Nemmeno la Polizia segue la destra sulla loro visione distorta della polizia. Chissà se Giorgia Meloni, Matteo Salvini, Ignazio La Russa hanno avuto un minuto per leggere le parole che il questore di Verona Roberto Masucci (nella foto) ha pronunciato nella sua intervista a Repubblica nell’edizione di ieri. Chissà se le ha lette il sindaco di Pescate, vicino a Lecco, che appena ha saputo degli agenti della polizia locale di Milano sono stati denunciati per tortura e sottoposti a procedimenti disciplinari ci ha fatto sapere di volerli assumere nel suo comune perché la sicurezza dalle sue parti “non è un optional ma una certezza”.
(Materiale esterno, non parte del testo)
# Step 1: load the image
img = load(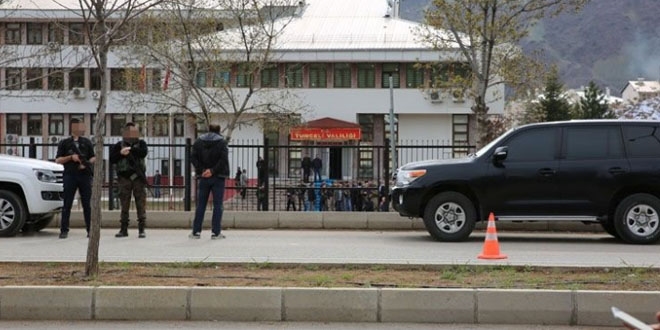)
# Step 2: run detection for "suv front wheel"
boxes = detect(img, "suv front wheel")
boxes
[0,190,27,237]
[614,194,660,244]
[424,192,477,242]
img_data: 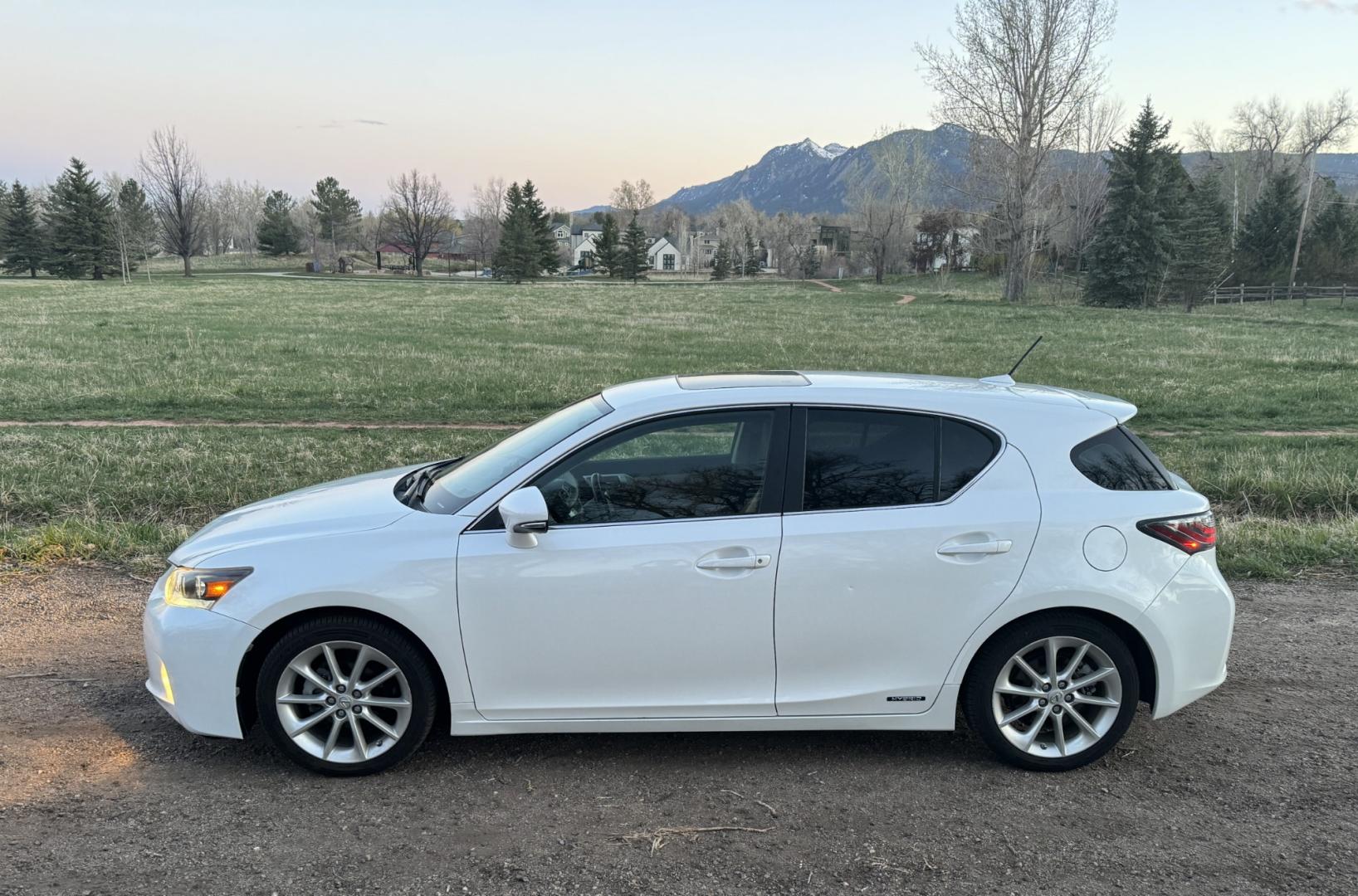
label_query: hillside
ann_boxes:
[641,125,1358,215]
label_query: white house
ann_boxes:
[551,224,570,248]
[647,236,683,271]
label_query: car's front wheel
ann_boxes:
[963,614,1140,771]
[256,615,438,775]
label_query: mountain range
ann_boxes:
[596,125,1358,215]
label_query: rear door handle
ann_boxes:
[696,554,773,569]
[938,539,1014,555]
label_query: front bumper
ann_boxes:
[1138,551,1236,718]
[141,576,259,738]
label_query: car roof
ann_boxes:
[603,371,1136,422]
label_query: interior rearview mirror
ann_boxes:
[500,486,550,547]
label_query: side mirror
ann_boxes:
[500,486,551,547]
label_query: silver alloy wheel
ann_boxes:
[991,636,1121,757]
[276,640,412,763]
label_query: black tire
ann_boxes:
[961,612,1140,771]
[256,615,438,775]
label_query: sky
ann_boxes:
[0,0,1358,209]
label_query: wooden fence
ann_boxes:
[1203,284,1358,308]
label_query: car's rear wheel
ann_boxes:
[963,614,1140,771]
[256,616,438,775]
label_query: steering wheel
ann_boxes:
[542,470,583,523]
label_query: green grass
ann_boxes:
[0,275,1358,577]
[0,277,1358,431]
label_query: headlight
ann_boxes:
[166,566,254,606]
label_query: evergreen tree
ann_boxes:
[256,190,301,256]
[311,178,363,256]
[794,246,820,280]
[491,181,558,284]
[1236,167,1301,284]
[43,158,118,280]
[491,181,530,284]
[1168,171,1230,311]
[1085,99,1187,307]
[622,215,651,282]
[741,231,760,277]
[594,215,622,277]
[523,181,561,277]
[1301,182,1358,284]
[0,181,47,277]
[711,241,730,280]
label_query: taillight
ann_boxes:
[1136,510,1217,554]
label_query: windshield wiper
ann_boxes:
[401,455,466,506]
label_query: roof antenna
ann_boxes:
[980,337,1042,386]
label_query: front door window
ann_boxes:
[532,409,777,525]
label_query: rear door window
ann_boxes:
[801,407,938,510]
[1070,426,1172,491]
[938,416,999,501]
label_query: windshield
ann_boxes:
[423,395,613,514]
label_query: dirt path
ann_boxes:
[0,420,1358,439]
[0,569,1358,896]
[0,420,521,431]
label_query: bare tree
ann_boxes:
[465,178,506,267]
[103,171,136,285]
[384,168,453,277]
[1061,99,1123,273]
[846,129,931,284]
[137,128,208,277]
[1287,90,1354,286]
[916,0,1116,301]
[608,179,656,220]
[1226,96,1297,191]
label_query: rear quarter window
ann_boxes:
[1070,426,1172,491]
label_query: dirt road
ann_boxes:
[0,569,1358,896]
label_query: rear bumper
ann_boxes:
[141,577,259,738]
[1138,551,1236,718]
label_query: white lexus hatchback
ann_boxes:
[144,372,1234,774]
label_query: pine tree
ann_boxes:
[1302,182,1358,284]
[796,246,820,280]
[491,181,527,284]
[622,215,651,282]
[711,241,730,280]
[1236,167,1301,284]
[2,181,47,277]
[741,231,760,277]
[491,181,558,284]
[523,181,561,277]
[1085,99,1187,307]
[594,215,622,277]
[1168,171,1230,311]
[43,158,118,280]
[311,178,363,256]
[256,190,301,256]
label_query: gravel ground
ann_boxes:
[0,569,1358,896]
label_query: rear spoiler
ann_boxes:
[1053,387,1136,424]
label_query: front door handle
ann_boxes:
[938,539,1014,555]
[696,554,773,569]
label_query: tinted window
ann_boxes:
[938,418,999,501]
[532,410,774,525]
[423,395,613,514]
[801,407,938,510]
[1070,426,1170,491]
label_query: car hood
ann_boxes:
[170,465,423,566]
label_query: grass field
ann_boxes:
[0,275,1358,576]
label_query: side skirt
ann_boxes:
[452,684,960,736]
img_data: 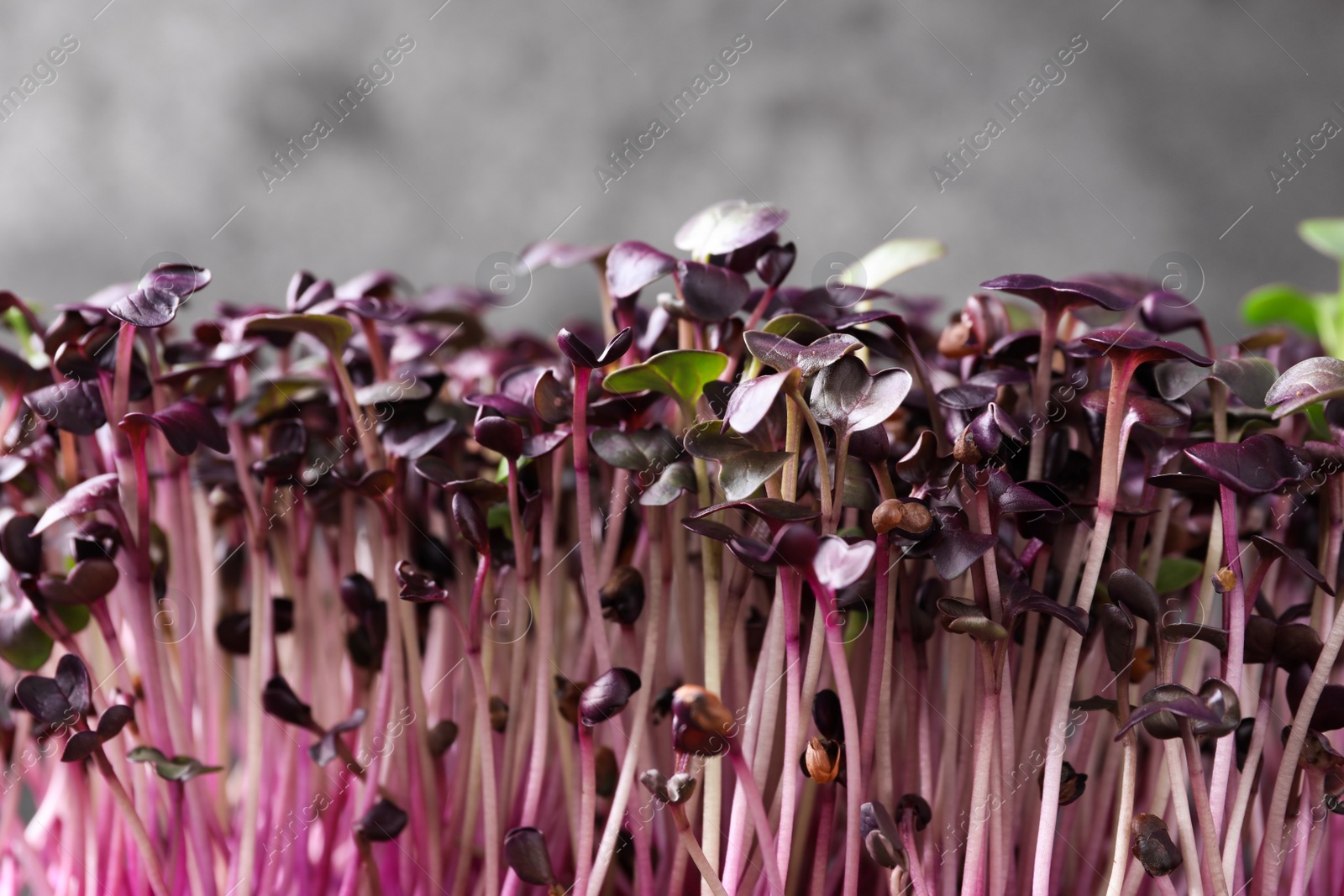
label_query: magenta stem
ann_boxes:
[574,367,612,672]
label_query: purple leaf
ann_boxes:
[0,513,42,575]
[755,244,798,287]
[475,417,522,461]
[690,498,822,532]
[674,262,751,322]
[98,704,136,743]
[742,331,863,379]
[1185,435,1312,495]
[640,461,696,506]
[504,827,555,887]
[23,380,108,435]
[723,369,801,432]
[1082,329,1214,367]
[979,274,1131,313]
[118,399,228,457]
[1265,358,1344,421]
[307,708,368,766]
[60,731,102,762]
[811,358,912,432]
[453,491,491,553]
[522,430,570,458]
[1138,289,1205,336]
[606,239,676,298]
[260,676,316,728]
[1116,685,1221,740]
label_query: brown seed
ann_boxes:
[1129,813,1181,878]
[1129,647,1153,685]
[952,426,985,466]
[491,697,508,733]
[900,501,932,535]
[802,737,842,784]
[555,676,587,726]
[672,685,738,757]
[872,498,906,535]
[938,321,979,358]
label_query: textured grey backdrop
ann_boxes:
[0,0,1344,340]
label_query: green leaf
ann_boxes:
[126,747,224,782]
[1297,217,1344,262]
[0,603,51,672]
[840,239,948,289]
[1242,284,1317,336]
[51,603,89,632]
[244,314,354,356]
[1153,556,1205,594]
[602,348,728,406]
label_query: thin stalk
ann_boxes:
[574,721,596,893]
[693,456,723,896]
[1255,574,1344,896]
[789,391,832,535]
[672,806,728,896]
[522,450,556,826]
[1210,483,1246,843]
[728,743,784,896]
[1106,688,1138,896]
[1178,716,1227,896]
[808,782,837,896]
[588,508,663,896]
[90,747,170,896]
[961,641,1005,896]
[808,572,864,896]
[1026,307,1059,479]
[1032,358,1137,896]
[573,367,612,674]
[1163,740,1205,896]
[775,567,802,874]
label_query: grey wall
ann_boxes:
[0,0,1344,340]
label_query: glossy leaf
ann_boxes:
[979,274,1131,313]
[1185,435,1310,495]
[23,380,108,435]
[674,260,751,322]
[1297,217,1344,262]
[1153,358,1278,407]
[723,369,801,432]
[1265,358,1344,421]
[504,827,555,887]
[606,239,676,298]
[811,358,914,432]
[640,461,697,506]
[734,331,863,381]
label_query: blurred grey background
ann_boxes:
[0,0,1344,341]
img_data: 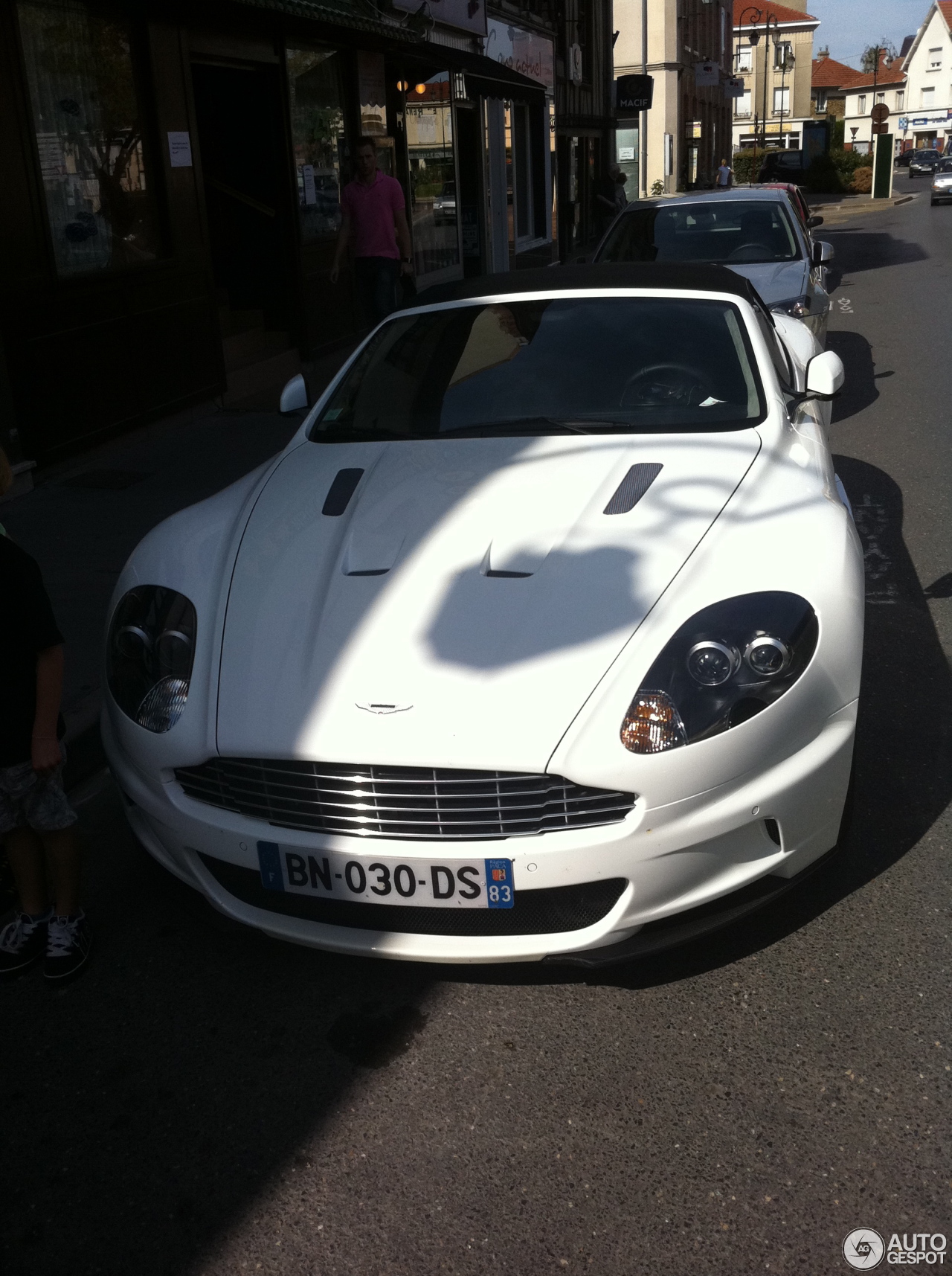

Il Questore di Verona Masucci ha guidato le indagini sulle violenze dei colleghi. Senza fare sconti: “La divisa va indossata con onore”

“Non possiamo coprire gli abusi, la divisa della polizia va indossata con onore”, spiega il questore di Verona che coordina i poliziotti che hanno indagato sulle violenze e i soprusi dei loro stessi colleghi del Nucleo Volanti che picchiavano persone fermate per strada, ne hanno trascinato uno sulla sua urina e sono accusati di tortura, lesioni aggravate, peculato, rifiuto ed omissione di atti di ufficio e, infine, falso ideologico in atto pubblico. Masucci chiarisce un punto che sembra sfuggire a molti componenti della maggioranza e del governo: “La Polizia di Stato non è disponibile a coprire alcun abuso, a maggior ragione quando sono commessi da chi, come noi, dedica la propria vita a difendere i cittadini”.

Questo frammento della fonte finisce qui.